Le milieu du football français disait Vikash Dhorasso atypique. Il l’est encore plus depuis qu’il est devenu, mercredi, le premier joueur de l’histoire du championnat national licencié par son club. L’ex milieu de terrain du Paris Saint-germain pourrait finir la saison du côté de Strasbourg ou de Bolton, en Angleterre.


« Atypique ». C’est l’adjectif qui revient le plus souvent dans la bouche de ceux qui l’apprécient, comme de ceux qui ne l’aiment pas. Depuis mercredi, le footballeur Vikash Dhorasso est aussi « désobéissant » et « provocateur ». Il a reçu une lettre recommandée de son club, le Paris Saint-germain (PSG), lui indiquant son licenciement pour « manquements à son obligation de réserve et son devoir de loyauté », pour des « actes d’insubordination, de désobéissance » et « une attitude de provocation permanente ». Il n’en reste pas moins atypique, puisqu’il est le premier joueur professionnel à faire les frais d’une telle mesure disciplinaire depuis l’établissement de la Charte du football professionnel, en 1973.

Des relations difficiles avec son entraîneur

A l’origine de cette affaire, d’un côté, Bernard Lacombe, l’entraîneur du PSG, qui n’hésite pas à envoyer ses joueurs vedettes se rafraîchir les idées en championnat de France amateur (CFA). De l’autre, Vikash Dhorasso, 33 ans, 18 sélections en équipe de France, passé par Lyon et le Milan AC, que cela n’amusait plus. En février 2006, le footballeur d’origine mauricienne avait survécu à un voyage en CFA où son ancien entraîneur, Laurent Fournier, l’avait envoyé. Mais au lendemain de la défaite du PSG face à l’Olympique de Marseille (3-1), le 10 septembre dernier, au Parc des Princes, Dhorasso a été privé de quatre matchs : face à Derry (Irlande du Nord), en Coupe de l’UEFA, contre Monaco et Nancy, en championnat, et contre Lorient, en Coupe de la Ligue.

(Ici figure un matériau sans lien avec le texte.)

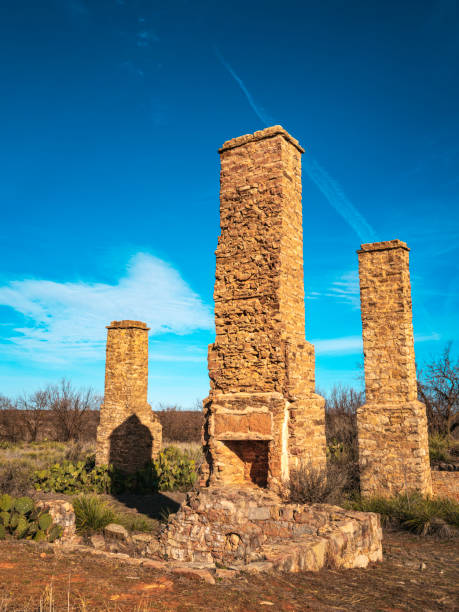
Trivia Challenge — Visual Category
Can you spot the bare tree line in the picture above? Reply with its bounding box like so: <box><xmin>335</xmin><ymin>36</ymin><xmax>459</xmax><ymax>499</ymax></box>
<box><xmin>0</xmin><ymin>343</ymin><xmax>459</xmax><ymax>442</ymax></box>
<box><xmin>0</xmin><ymin>378</ymin><xmax>102</xmax><ymax>442</ymax></box>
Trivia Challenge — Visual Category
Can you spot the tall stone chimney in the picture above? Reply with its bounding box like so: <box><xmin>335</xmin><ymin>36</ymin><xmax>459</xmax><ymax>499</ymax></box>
<box><xmin>96</xmin><ymin>321</ymin><xmax>162</xmax><ymax>472</ymax></box>
<box><xmin>357</xmin><ymin>240</ymin><xmax>432</xmax><ymax>495</ymax></box>
<box><xmin>204</xmin><ymin>126</ymin><xmax>326</xmax><ymax>489</ymax></box>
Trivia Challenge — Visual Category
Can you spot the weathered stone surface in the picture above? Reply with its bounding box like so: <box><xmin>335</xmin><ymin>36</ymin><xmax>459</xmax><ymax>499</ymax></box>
<box><xmin>160</xmin><ymin>486</ymin><xmax>382</xmax><ymax>572</ymax></box>
<box><xmin>96</xmin><ymin>321</ymin><xmax>162</xmax><ymax>472</ymax></box>
<box><xmin>432</xmin><ymin>470</ymin><xmax>459</xmax><ymax>502</ymax></box>
<box><xmin>204</xmin><ymin>126</ymin><xmax>326</xmax><ymax>490</ymax></box>
<box><xmin>357</xmin><ymin>240</ymin><xmax>432</xmax><ymax>495</ymax></box>
<box><xmin>104</xmin><ymin>523</ymin><xmax>130</xmax><ymax>540</ymax></box>
<box><xmin>36</xmin><ymin>499</ymin><xmax>78</xmax><ymax>542</ymax></box>
<box><xmin>89</xmin><ymin>533</ymin><xmax>105</xmax><ymax>550</ymax></box>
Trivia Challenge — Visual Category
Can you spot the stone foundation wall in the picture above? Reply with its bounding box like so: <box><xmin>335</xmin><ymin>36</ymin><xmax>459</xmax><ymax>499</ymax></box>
<box><xmin>357</xmin><ymin>240</ymin><xmax>432</xmax><ymax>496</ymax></box>
<box><xmin>161</xmin><ymin>487</ymin><xmax>382</xmax><ymax>572</ymax></box>
<box><xmin>432</xmin><ymin>470</ymin><xmax>459</xmax><ymax>502</ymax></box>
<box><xmin>96</xmin><ymin>321</ymin><xmax>162</xmax><ymax>472</ymax></box>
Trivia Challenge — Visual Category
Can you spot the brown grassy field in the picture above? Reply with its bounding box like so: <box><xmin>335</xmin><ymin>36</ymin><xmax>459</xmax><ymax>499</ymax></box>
<box><xmin>0</xmin><ymin>531</ymin><xmax>459</xmax><ymax>612</ymax></box>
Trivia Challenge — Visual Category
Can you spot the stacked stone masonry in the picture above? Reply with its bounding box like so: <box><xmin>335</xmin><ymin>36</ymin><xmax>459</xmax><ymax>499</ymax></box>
<box><xmin>357</xmin><ymin>240</ymin><xmax>432</xmax><ymax>495</ymax></box>
<box><xmin>204</xmin><ymin>126</ymin><xmax>326</xmax><ymax>490</ymax></box>
<box><xmin>160</xmin><ymin>487</ymin><xmax>382</xmax><ymax>572</ymax></box>
<box><xmin>96</xmin><ymin>321</ymin><xmax>162</xmax><ymax>472</ymax></box>
<box><xmin>432</xmin><ymin>470</ymin><xmax>459</xmax><ymax>502</ymax></box>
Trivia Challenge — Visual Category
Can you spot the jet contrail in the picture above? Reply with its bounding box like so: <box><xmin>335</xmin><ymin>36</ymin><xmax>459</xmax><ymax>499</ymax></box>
<box><xmin>304</xmin><ymin>157</ymin><xmax>377</xmax><ymax>242</ymax></box>
<box><xmin>214</xmin><ymin>47</ymin><xmax>377</xmax><ymax>242</ymax></box>
<box><xmin>214</xmin><ymin>47</ymin><xmax>271</xmax><ymax>127</ymax></box>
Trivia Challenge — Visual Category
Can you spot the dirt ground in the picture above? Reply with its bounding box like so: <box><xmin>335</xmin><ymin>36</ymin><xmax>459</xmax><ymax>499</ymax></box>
<box><xmin>0</xmin><ymin>531</ymin><xmax>459</xmax><ymax>612</ymax></box>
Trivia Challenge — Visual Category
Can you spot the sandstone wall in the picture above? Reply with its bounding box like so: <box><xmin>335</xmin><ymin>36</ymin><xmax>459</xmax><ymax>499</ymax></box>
<box><xmin>204</xmin><ymin>126</ymin><xmax>325</xmax><ymax>487</ymax></box>
<box><xmin>96</xmin><ymin>321</ymin><xmax>162</xmax><ymax>472</ymax></box>
<box><xmin>432</xmin><ymin>470</ymin><xmax>459</xmax><ymax>502</ymax></box>
<box><xmin>357</xmin><ymin>240</ymin><xmax>432</xmax><ymax>495</ymax></box>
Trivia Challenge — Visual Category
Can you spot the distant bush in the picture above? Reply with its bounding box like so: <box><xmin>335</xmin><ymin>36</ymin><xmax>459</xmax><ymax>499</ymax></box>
<box><xmin>72</xmin><ymin>495</ymin><xmax>116</xmax><ymax>533</ymax></box>
<box><xmin>289</xmin><ymin>463</ymin><xmax>348</xmax><ymax>504</ymax></box>
<box><xmin>347</xmin><ymin>493</ymin><xmax>459</xmax><ymax>536</ymax></box>
<box><xmin>0</xmin><ymin>494</ymin><xmax>62</xmax><ymax>542</ymax></box>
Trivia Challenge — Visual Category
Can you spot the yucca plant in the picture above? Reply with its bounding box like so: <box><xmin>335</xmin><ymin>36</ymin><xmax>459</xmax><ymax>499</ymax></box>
<box><xmin>72</xmin><ymin>495</ymin><xmax>116</xmax><ymax>532</ymax></box>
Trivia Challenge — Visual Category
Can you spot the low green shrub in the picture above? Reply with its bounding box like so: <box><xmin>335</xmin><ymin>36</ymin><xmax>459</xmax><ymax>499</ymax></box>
<box><xmin>0</xmin><ymin>493</ymin><xmax>62</xmax><ymax>542</ymax></box>
<box><xmin>346</xmin><ymin>493</ymin><xmax>459</xmax><ymax>535</ymax></box>
<box><xmin>33</xmin><ymin>446</ymin><xmax>197</xmax><ymax>495</ymax></box>
<box><xmin>72</xmin><ymin>495</ymin><xmax>115</xmax><ymax>533</ymax></box>
<box><xmin>152</xmin><ymin>446</ymin><xmax>197</xmax><ymax>491</ymax></box>
<box><xmin>33</xmin><ymin>456</ymin><xmax>111</xmax><ymax>494</ymax></box>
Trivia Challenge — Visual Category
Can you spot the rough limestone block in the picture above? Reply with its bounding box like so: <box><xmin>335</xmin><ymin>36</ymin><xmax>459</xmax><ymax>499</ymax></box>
<box><xmin>96</xmin><ymin>321</ymin><xmax>162</xmax><ymax>472</ymax></box>
<box><xmin>203</xmin><ymin>126</ymin><xmax>326</xmax><ymax>490</ymax></box>
<box><xmin>357</xmin><ymin>240</ymin><xmax>432</xmax><ymax>496</ymax></box>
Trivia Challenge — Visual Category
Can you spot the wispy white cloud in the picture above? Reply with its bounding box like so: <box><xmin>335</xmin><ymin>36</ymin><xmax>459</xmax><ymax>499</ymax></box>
<box><xmin>311</xmin><ymin>333</ymin><xmax>440</xmax><ymax>355</ymax></box>
<box><xmin>0</xmin><ymin>253</ymin><xmax>213</xmax><ymax>363</ymax></box>
<box><xmin>136</xmin><ymin>30</ymin><xmax>160</xmax><ymax>47</ymax></box>
<box><xmin>214</xmin><ymin>47</ymin><xmax>377</xmax><ymax>242</ymax></box>
<box><xmin>214</xmin><ymin>47</ymin><xmax>273</xmax><ymax>127</ymax></box>
<box><xmin>312</xmin><ymin>336</ymin><xmax>363</xmax><ymax>355</ymax></box>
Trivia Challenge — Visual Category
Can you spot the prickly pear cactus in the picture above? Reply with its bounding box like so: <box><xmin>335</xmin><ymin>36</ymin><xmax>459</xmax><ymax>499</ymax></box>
<box><xmin>14</xmin><ymin>497</ymin><xmax>35</xmax><ymax>515</ymax></box>
<box><xmin>10</xmin><ymin>512</ymin><xmax>20</xmax><ymax>529</ymax></box>
<box><xmin>33</xmin><ymin>529</ymin><xmax>47</xmax><ymax>542</ymax></box>
<box><xmin>0</xmin><ymin>493</ymin><xmax>14</xmax><ymax>512</ymax></box>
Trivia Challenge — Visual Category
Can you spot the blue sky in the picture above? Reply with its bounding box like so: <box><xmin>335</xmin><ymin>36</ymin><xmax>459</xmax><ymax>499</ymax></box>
<box><xmin>0</xmin><ymin>0</ymin><xmax>459</xmax><ymax>406</ymax></box>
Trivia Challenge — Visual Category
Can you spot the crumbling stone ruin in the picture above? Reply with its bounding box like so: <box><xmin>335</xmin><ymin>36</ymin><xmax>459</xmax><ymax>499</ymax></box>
<box><xmin>204</xmin><ymin>126</ymin><xmax>326</xmax><ymax>490</ymax></box>
<box><xmin>160</xmin><ymin>126</ymin><xmax>382</xmax><ymax>572</ymax></box>
<box><xmin>357</xmin><ymin>240</ymin><xmax>432</xmax><ymax>496</ymax></box>
<box><xmin>96</xmin><ymin>321</ymin><xmax>162</xmax><ymax>473</ymax></box>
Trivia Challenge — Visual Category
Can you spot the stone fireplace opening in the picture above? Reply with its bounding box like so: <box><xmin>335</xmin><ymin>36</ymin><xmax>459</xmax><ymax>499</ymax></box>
<box><xmin>224</xmin><ymin>440</ymin><xmax>269</xmax><ymax>488</ymax></box>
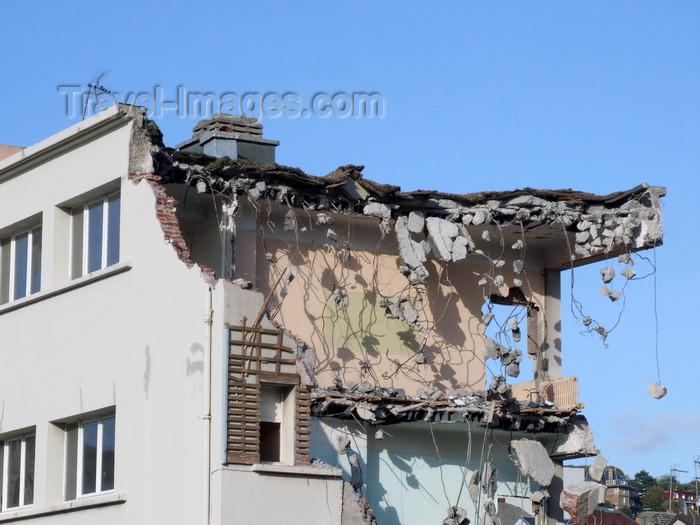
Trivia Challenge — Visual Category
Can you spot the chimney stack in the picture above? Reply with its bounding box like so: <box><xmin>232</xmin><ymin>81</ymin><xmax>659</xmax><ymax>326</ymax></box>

« Vikash doit patienter un peu, il sait ce qu’il doit faire, il sait pourquoi il ne joue pas. Il n’y a aucun souci, aucune relation conflictuelle, juste une différence d’appréciation dans les règles de vie », déclare alors Guy Lacombe. Dhorasso, « humilié », multiplie les interviews, expliquant que son entraîneur a menti en le plaçant sur la liste des joueurs blessés alors qu’il ne l’est pas. C’est le clash. Les convocations au bureau de son président, Alain Cayzac, se succèdent, jusqu’à la sanction attendue. L’international français a fait savoir par son avocat, Me Olivier Martin, qu’il conteste « les griefs invoqués à son encontre et la mesure de licenciement ». Et qu’il va « engager une procédure judiciaire » afin d’être indemnisé des préjudices qu’il a subis.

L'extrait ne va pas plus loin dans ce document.